However malleable our Constitution may seem, it has endured as the oldest surviving written constitution precisely because of its solid foundation in democratic principles, individual rights, and the separation of powers. So how can it be, at the very moment we erect a museum (the National Constitution Center) in its honor, that the Constitution now faces some of the most serious attacks in modern history? Moreover, if the powers of the Constitution are derived explicitly from the consent of the people, how did we let the situation become so dire?

To answer those questions, the central issue becomes the will and power of the people. As John Marshall, Chief Justice of The Supreme Court, once said, “the people make the Constitution, and the people can unmake it. It is a creature of their own will, and lives only by their will.” Just for effect, try substituting the word “will” with “knowledge”, and you’ll soon understand the stakes involved. A brief look at the National Constitution Center’s (NCC) survey on America’s constitutional knowledge gives cause for concern. For example, a whopping 62% of U.S. citizens were unable to name the three branches of the federal government. Even more shocking, one-third of all respondents were unable to name even one.

The Constitution, it would seem, has faded into the recesses of our collective memory, leaving behind a vague impression of our political system and civil liberties. Although nine out of ten Americans believe in the document’s importance, their inability to recount its basic principles leaves the Constitution dangerously susceptible to government abuse. Add the recent fears over security to the problem of a misinformed populace and you create a dangerous opportunity for increasing government powers, including those of the executive branch.
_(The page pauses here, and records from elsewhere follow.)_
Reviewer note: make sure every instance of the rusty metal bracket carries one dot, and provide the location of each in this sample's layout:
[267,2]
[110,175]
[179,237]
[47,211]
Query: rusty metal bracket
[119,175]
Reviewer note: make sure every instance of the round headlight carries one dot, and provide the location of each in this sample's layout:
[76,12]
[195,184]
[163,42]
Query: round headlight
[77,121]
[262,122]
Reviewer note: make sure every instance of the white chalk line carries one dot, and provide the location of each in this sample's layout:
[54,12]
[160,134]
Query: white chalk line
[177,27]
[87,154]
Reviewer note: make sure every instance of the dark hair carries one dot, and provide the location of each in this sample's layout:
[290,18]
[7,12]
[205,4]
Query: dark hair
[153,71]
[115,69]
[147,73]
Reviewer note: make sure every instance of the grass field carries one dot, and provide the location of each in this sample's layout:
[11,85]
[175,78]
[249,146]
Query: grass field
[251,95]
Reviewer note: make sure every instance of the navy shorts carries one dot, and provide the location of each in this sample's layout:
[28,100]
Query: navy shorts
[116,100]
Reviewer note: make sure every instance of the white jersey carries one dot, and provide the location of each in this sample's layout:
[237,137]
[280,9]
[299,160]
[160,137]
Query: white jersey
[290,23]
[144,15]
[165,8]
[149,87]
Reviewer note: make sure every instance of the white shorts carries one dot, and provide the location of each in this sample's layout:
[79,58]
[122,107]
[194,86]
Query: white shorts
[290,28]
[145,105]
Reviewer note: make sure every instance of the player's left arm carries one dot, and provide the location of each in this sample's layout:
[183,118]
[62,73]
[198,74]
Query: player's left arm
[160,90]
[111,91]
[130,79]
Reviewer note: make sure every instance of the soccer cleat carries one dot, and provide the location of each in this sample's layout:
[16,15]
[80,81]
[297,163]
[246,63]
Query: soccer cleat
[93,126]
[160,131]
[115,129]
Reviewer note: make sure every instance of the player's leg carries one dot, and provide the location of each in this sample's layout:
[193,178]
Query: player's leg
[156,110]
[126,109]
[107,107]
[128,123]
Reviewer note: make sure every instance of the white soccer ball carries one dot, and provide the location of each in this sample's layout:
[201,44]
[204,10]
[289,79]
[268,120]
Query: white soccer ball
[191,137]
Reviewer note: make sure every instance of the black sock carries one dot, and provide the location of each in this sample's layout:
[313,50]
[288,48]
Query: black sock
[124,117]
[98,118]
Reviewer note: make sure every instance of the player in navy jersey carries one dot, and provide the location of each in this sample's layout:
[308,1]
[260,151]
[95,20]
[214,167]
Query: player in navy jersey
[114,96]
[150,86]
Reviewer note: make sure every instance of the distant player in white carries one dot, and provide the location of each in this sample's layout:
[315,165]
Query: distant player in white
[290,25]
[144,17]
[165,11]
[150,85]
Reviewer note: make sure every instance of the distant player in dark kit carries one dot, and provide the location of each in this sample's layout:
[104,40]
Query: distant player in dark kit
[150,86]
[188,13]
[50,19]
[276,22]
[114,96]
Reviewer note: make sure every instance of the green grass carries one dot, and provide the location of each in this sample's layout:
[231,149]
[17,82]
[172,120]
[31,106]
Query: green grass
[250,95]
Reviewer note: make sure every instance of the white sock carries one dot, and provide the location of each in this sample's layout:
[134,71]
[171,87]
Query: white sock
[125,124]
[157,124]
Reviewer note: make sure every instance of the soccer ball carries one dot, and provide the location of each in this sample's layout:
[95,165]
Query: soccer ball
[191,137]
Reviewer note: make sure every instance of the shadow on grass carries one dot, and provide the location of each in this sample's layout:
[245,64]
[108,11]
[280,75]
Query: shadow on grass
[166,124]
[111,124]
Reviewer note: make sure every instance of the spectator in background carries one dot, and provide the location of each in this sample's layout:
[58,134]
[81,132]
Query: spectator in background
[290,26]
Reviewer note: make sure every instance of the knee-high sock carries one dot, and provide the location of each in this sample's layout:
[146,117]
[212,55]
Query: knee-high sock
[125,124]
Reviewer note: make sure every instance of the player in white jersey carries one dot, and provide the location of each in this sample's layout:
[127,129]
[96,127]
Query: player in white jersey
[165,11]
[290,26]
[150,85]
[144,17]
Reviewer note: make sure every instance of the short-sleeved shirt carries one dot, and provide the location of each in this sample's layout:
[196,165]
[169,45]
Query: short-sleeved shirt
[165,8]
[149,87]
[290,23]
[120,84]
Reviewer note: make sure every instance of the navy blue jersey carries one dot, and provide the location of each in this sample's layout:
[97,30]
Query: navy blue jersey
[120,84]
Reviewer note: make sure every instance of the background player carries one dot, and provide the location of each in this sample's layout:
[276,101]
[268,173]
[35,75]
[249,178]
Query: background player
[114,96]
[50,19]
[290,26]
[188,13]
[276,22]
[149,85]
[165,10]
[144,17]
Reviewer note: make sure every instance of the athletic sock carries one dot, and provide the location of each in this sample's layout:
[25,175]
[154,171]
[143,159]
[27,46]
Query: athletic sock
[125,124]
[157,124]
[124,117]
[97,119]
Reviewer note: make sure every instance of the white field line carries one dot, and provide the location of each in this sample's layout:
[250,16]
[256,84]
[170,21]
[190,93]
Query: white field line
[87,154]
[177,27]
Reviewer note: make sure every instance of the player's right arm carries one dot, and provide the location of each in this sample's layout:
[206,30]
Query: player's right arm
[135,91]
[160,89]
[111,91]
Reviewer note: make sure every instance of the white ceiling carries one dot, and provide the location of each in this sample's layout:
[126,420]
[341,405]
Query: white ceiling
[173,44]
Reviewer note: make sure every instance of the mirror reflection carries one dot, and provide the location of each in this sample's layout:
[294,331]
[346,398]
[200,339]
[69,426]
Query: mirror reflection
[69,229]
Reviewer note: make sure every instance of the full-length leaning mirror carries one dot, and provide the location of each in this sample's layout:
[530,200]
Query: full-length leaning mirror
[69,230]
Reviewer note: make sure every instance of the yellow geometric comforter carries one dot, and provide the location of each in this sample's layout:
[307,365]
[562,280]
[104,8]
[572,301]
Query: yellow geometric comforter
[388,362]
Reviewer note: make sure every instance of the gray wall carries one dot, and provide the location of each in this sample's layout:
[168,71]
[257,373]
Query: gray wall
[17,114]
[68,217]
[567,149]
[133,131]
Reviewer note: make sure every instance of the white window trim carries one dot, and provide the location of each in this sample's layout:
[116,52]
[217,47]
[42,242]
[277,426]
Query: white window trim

Sacrificing civil liberties under the guise of national security is nothing new in American history. In fact, some of the worst constitutional violations on the record occurred during times of war, when the government sought to censor dissent and target racial minorities. Does the method sound eerily familiar? For a brief historical review, consider the Alien and Sedition Acts of the eighteenth century, the Palmer Raids and Espionage Act forbidding government criticism in World War I, and the forced internment of over 100,000 Japanese Americans during World War II. In recent history there are similar reports of government spying over anti-war activists during Vietnam and the infamous McCarthy hearings of the Cold War. All of these measures, committed in the name of patriotism, exploited America’s suspicions of “the other” in a rationale similar to the government’s current rhetoric of “us versus them”. In this climate of collective angst and national patriotism, the Constitution, particularly in it’s defense of individual rights, is most at risk.

With Americans still reeling from the attacks of September 11, the administration passed a host of “anti-terrorist” legislation aimed at increasing emergency powers and police authority. With all of the hype over national safety, little attention has been paid to the constitutional protections sacrificed along the way.

The most controversial of all such legislation, the Justice Department’s USA PATRIOT Act, is responsible for the majority of constitutional damage during the past two years. For example, since the PATRIOT Act’s arrival in 2001, law enforcement agencies have the power to conduct secret searches of a citizen’s property—including access to phone, Internet, and medical records—with minimal judicial oversight. Under the same legislation, non-citizens can be detained indefinitely in six-month terms without a conviction or significant judicial review. Detainees can also be convicted on secret evidence and hearsay in the now-infamous military tribunals, which have been imposed by executive action. The tribunals are so constitutionally egregious that every major newspaper and legal association has issued a public statement in opposition.

Now, almost two years after the PATRIOT Act’s passage, it’s finally getting the attention it deserves. More than 160 local governments and three states have passed resolutions opposing the Act, and the House of Representatives has recently voted to withdraw funds from two key PATRIOT provisions.

These actions are hopeful signs in the Herculean effort needed to restore crucial Constitutional protections and civil liberties. The tide is slowly turning—and not a moment too soon. With our civil liberties on the line, the NCC reminds us all of the inherent fallibility of liberal democracy. Simply put, the Constitution is only as strong as the people willing to defend it.